Mercredi, l’arrêt du Tribunal constitutionnel de Karlsruhe sur la légalité de l’aide à la Grèce est venu conforter les pro-européens. Car les juges, pour la plupart des souverainistes convaincus, n’ont pas osé la juger inconstitutionnelle, eux qui avait fait du « no bail out » (pas de sauvetage), dans un précédent arrêt de juin 2009 sur le traité de Lisbonne, une ligne rouge à ne pas franchir. Or, aujourd’hui, il est clair qu’il s’agit de sauver la Grèce et sans doute de prendre en charge, en tout ou en partie, l’endettement du pays. Les juges constitutionnels ne sont pas prêts, et c’est compréhensible, à faire exploser en plein vol la construction communautaire : personne ne leur pardonnerait de prendre une telle responsabilité. Certes, ils ont exigé que chaque plan d’aide soit approuvé par la commission des finances du Bundestag (et non par la plénière) tant que le système demeure « intergouvernemental », ce qui est le cas du Fonds européen de stabilité financière (FESF) qui n’est pas une institution communautaire et ne peut être activée qu’à l’unanimité des gouvernements. Autrement dit, dans un système fédéral où la démocratie est assurée (notamment par un contrôle du Parlement européen), un accord des parlements nationaux ne sera plus nécessaire… Les juges instaurent des limites afin d’éviter une dérive non démocratique de l’Union. Gerhard Schröder estime logiquement, menant à son terme l’appel de von der Leyen, que « nous devons avoir comme perspective de transformer la Commission en gouvernement qui serait contrôlé par le Parlement européen.

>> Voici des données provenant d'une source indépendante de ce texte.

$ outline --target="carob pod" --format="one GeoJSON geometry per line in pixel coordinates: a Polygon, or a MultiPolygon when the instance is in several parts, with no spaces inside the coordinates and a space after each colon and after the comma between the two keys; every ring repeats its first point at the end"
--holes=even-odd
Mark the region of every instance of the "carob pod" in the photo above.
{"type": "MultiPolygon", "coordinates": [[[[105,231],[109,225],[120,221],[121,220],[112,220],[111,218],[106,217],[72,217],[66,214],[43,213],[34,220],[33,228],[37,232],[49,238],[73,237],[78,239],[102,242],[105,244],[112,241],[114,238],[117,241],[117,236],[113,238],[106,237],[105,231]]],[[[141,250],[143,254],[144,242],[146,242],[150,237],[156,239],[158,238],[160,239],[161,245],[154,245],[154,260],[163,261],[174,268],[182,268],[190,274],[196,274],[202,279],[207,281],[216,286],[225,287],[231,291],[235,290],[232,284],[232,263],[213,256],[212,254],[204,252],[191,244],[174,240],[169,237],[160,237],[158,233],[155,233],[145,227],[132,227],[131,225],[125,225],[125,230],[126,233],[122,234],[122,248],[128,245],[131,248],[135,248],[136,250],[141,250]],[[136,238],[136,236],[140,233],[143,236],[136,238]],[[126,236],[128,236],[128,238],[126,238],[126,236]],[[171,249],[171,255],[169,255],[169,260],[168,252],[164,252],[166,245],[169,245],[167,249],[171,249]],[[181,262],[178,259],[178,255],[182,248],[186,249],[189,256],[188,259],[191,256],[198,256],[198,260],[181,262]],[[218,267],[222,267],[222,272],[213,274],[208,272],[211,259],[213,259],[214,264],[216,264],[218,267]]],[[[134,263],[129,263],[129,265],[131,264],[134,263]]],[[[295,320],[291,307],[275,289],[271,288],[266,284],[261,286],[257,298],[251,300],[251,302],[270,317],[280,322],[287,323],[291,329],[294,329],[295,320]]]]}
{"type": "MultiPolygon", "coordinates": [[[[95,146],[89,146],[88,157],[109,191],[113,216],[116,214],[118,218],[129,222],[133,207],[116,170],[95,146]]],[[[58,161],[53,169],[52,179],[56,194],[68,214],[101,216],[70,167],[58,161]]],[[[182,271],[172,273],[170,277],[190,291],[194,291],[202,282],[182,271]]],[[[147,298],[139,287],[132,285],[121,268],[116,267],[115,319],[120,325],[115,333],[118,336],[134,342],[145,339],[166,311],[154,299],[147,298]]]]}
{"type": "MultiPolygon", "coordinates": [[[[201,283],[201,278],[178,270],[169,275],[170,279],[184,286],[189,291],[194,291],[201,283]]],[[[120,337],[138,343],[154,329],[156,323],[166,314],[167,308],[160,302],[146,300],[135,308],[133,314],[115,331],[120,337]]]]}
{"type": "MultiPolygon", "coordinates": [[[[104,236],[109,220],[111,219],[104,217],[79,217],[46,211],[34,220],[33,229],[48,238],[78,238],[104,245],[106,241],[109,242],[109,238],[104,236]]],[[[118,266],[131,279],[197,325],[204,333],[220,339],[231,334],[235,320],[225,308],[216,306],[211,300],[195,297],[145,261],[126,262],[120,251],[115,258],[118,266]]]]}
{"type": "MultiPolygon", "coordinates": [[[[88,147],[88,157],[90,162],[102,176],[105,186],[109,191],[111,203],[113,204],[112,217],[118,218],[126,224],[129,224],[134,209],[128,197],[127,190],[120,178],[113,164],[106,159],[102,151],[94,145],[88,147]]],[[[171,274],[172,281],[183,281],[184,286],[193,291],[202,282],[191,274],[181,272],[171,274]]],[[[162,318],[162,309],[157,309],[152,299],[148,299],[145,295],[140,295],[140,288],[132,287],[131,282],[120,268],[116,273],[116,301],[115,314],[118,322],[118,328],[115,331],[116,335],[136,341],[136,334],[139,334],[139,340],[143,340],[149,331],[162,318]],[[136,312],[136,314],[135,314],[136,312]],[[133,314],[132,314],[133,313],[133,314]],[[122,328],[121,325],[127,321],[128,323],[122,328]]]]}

Cela s’appelle les États-Unis d’Europe ».

Ce revirement allemand ne peut que causer de l’embarras en France, notamment à l’Élysée, où l’on n’a pas compris ce qu’impliquait le fédéralisme. L’Allemagne n’acceptera jamais une Europe intergouvernementale dans le domaine économique et budgétaire qui aboutirait à ce que son Parlement soit dessaisi au profit de l’Eurogroupe, l’enceinte qui réunit les ministres des Finances de la zone euro, ou du Conseil européen de l’Eurozone. Car cela viderait la démocratie de son sens, l’Europe étant alors gouvernée sans aucun contrôle parlementaire. Paris, qui demeure allergique au Parlement européen, seule instance qui pourrait jouer ce rôle, va devoir faire un choix rapide et ne pas répéter l’erreur de 1994, lorsque Wolfgang Schäuble et Karl Lamers lui avaient proposé (le Premier ministre était alors Édouard Balladur) la création d’une fédération européenne limitée à quelques pays, une proposition restée alors sans réponse. Si la France veut vraiment sauver l’Europe, il faudra qu’elle accepte une Europe communautaire et pas seulement intergouvernementale. Une seconde inconnue est l’attitude grecque : si la Grèce continue à se moquer du monde, les citoyens allemands pourraient se lasser de verser leur argent dans un puits sans fond.